Monetary Base Contraction Accelerates in February

February was the 12th consecutive month of month-over-month contraction in the monetary base, which was $3.368 trillion, its lowest level since July 2013. The rate of contraction has accelerated almost every one of these 12 months, with February’s contraction accelerating to -13.0 percent. That was the fastest rate of contraction since July 1937 and the second fastest since January 1922. In fact, this was the fourth month in a row that the one-month rate of change in the money supply contracted more than 10 percent. The last time that happened was 1937 and 1922. Neither of those time periods were particularly good, as both involved a major recession or depression. While the current contraction is a response to the unprecedented increase in the money supply following the Great Recession in 2008 and 2009 and is completely necessary, it does indicate that there could be unexpected and difficult-to-predict economic events in the future.

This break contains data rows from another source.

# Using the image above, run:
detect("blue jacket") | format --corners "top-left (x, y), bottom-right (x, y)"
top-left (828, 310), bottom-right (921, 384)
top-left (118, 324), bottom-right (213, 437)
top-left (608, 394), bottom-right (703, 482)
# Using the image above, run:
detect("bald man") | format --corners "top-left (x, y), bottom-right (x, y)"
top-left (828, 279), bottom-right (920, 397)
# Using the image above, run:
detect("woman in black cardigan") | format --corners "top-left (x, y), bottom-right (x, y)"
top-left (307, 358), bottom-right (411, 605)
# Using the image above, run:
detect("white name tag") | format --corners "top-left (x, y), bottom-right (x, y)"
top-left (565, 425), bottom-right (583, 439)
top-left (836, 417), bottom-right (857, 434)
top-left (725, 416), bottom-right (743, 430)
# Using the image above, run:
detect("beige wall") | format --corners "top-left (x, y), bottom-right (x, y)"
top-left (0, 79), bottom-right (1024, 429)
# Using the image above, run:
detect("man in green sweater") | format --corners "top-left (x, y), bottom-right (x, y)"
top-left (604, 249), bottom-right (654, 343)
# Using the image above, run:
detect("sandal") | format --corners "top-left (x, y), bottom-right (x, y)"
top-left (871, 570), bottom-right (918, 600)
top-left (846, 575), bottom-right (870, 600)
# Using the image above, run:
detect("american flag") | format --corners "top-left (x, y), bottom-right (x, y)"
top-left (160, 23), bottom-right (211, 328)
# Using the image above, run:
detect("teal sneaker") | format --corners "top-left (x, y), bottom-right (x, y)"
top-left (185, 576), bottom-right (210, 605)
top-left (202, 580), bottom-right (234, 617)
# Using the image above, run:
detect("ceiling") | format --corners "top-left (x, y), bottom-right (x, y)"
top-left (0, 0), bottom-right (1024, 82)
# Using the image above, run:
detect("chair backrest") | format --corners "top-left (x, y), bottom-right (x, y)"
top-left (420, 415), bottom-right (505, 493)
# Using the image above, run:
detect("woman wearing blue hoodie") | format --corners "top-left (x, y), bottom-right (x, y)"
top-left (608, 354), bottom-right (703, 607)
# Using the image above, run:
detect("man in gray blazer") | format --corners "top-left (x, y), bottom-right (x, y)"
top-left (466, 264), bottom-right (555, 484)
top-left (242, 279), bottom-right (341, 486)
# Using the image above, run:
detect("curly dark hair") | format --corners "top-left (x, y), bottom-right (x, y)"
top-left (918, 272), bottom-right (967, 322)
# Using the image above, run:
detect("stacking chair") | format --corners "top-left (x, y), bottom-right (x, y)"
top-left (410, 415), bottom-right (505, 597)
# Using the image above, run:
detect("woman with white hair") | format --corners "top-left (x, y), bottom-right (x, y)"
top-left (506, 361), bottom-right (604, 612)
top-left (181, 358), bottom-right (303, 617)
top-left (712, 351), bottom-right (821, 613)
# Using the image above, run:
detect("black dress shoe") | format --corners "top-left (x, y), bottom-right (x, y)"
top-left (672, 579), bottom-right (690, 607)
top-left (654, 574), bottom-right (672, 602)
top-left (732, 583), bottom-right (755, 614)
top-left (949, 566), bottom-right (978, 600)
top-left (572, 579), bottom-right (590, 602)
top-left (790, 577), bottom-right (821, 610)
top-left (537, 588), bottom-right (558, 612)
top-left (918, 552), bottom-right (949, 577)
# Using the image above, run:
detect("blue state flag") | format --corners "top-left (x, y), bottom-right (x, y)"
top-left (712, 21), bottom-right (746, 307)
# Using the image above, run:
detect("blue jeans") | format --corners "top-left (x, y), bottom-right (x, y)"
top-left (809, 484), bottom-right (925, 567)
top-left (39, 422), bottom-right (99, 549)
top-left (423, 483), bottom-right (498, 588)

As a result, the annual rate of change in the money supply contracted for the fifth month in a row, accelerating to -7.3 percent. This was the fastest rate of annual contraction since April 1938. The annual rate of change peaked in March 2018, indicating that the rate of growth in capital-equipment consumption should peak between March 2019 and March 2020, as there is typically a long lead time of 12-to-24 months between changes in the money supply and changes in capital equipment consumption. That said, the lead time has shortened since the Great Recession due to the dramatic effects of the massive amount of money the Federal Reserve created to pump up the economy.